One of the boats anchored some quarter of a mile away to bottom-fish, and I was hoping that it would leave before Angel showed.
    By five o'clock the wind had died down and the seas were again very calm. My friend the Mexican fisherman had pulled anchor and headed back south.
    Again I was getting a little nervous. There had been no sign of the
Rosita Maria,
and I knew that daylight would not be lasting for more than another two and a half or three hours at the very most. Finding each other in the dark would be impossible.
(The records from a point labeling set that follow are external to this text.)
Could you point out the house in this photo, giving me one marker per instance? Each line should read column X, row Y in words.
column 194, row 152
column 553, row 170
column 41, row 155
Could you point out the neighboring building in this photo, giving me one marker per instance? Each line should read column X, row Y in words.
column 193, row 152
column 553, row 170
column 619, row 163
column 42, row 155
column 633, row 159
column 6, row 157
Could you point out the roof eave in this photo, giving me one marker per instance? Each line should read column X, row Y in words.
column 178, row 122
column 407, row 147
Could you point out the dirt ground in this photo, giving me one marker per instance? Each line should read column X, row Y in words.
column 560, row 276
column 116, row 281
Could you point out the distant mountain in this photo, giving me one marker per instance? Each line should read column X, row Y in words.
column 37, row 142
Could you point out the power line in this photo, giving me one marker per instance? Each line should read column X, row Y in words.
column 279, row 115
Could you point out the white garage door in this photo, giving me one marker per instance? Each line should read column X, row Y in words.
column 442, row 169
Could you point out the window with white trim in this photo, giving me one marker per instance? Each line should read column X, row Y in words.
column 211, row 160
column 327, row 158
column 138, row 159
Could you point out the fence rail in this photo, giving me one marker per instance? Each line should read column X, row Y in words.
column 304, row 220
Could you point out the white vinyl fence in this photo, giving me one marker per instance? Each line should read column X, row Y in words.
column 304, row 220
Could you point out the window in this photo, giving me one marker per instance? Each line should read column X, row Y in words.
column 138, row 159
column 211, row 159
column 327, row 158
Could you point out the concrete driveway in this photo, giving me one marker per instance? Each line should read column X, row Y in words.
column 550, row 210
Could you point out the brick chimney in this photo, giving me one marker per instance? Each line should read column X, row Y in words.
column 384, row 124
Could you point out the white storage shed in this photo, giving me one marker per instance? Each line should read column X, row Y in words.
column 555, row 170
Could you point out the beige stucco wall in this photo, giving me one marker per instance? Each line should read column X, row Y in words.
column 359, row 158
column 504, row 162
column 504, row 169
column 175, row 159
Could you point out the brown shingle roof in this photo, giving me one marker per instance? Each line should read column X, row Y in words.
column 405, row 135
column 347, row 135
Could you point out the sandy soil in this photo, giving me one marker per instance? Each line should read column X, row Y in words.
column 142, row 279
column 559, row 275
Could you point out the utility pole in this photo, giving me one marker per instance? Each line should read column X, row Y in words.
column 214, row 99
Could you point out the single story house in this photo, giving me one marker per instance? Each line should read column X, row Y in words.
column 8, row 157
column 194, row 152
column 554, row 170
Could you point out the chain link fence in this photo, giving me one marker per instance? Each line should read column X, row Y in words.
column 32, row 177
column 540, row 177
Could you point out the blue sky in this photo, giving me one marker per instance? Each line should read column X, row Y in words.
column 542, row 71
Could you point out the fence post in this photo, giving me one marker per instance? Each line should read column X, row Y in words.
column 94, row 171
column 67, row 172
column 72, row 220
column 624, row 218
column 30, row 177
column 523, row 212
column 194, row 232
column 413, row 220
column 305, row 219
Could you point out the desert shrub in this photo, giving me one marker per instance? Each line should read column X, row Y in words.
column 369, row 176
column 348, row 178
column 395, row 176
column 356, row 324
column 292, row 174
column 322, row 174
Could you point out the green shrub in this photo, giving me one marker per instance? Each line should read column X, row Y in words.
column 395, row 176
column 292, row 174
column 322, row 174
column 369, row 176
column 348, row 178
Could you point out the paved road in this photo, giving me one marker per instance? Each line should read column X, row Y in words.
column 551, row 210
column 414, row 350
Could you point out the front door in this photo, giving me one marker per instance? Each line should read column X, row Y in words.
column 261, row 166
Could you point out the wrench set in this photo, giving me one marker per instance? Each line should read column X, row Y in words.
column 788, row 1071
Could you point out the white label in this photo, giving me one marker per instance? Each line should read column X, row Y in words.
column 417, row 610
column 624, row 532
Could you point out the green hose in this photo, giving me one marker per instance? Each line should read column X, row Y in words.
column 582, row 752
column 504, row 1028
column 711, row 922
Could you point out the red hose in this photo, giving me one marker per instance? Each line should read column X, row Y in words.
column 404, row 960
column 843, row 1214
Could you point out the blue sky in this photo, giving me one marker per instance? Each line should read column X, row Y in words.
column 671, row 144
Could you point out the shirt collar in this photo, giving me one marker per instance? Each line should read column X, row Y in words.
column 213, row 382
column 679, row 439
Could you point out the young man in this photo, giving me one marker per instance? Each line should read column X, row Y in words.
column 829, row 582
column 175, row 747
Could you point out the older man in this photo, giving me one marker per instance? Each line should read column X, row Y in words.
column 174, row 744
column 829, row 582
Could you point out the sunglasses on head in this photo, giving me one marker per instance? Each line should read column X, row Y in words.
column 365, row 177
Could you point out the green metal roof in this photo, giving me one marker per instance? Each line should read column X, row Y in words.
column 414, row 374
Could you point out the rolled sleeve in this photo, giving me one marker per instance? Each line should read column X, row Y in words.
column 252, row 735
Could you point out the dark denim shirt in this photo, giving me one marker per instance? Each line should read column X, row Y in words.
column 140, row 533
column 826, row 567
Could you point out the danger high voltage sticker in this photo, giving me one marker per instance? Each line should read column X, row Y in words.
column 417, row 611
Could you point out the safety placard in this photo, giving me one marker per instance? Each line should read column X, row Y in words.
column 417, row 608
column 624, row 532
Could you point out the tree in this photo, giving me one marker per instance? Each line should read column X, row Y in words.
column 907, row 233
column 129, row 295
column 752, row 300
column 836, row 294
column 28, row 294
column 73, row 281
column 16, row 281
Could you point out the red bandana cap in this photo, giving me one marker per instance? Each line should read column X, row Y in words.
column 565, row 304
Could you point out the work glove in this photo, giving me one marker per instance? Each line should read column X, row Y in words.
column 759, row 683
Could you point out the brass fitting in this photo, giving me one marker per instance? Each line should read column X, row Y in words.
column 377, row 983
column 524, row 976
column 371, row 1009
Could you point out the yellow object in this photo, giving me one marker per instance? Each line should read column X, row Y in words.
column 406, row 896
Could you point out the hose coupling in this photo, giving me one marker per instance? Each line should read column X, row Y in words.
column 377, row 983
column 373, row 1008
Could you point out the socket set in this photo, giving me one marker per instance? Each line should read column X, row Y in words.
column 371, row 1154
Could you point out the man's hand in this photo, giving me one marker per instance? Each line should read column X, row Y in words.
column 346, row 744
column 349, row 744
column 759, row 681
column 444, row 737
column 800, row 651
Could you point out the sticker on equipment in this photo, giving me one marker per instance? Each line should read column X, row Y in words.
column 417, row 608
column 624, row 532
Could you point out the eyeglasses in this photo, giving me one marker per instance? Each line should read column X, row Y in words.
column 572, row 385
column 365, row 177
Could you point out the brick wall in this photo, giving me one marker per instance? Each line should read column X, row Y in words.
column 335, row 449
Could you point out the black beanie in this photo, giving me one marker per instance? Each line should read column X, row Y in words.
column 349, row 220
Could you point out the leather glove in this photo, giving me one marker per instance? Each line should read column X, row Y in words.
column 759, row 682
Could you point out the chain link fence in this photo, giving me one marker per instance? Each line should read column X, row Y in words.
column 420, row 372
    Some half hour later I had the first strike of the day, and when I heard the reel singing Out on the port fishing rod, I quickly cut the engines and went for the pole.
    The line was still running out, and whatever had hit had taken the nine-inch, silver drone spoon and was well hooked. I gradually set the drag. It must have been big, because he stripped off some two hundred yards of line before I was able to turn him, and then for the next thirty minutes I was so busy that I wasn't aware of anything but the fish at the end of that line.
    I thought at first I might have hooked into a small marlin. The fish didn't surface, and by the time I'd managed to reel him in to where I could get a look at him, I realized that I had hooked a thirty or thirty-five pound albacore.
    It wasn't until I had gaffed him and was lifting him over the stern rail that I became aware of the boat which had approached while I'd been busy fighting the fish. I looked up, and there was the
Rosita Maria,
anchored less than a half a mile away. I dumped the fish into the tank, then I picked up the glasses and searched around the horizon.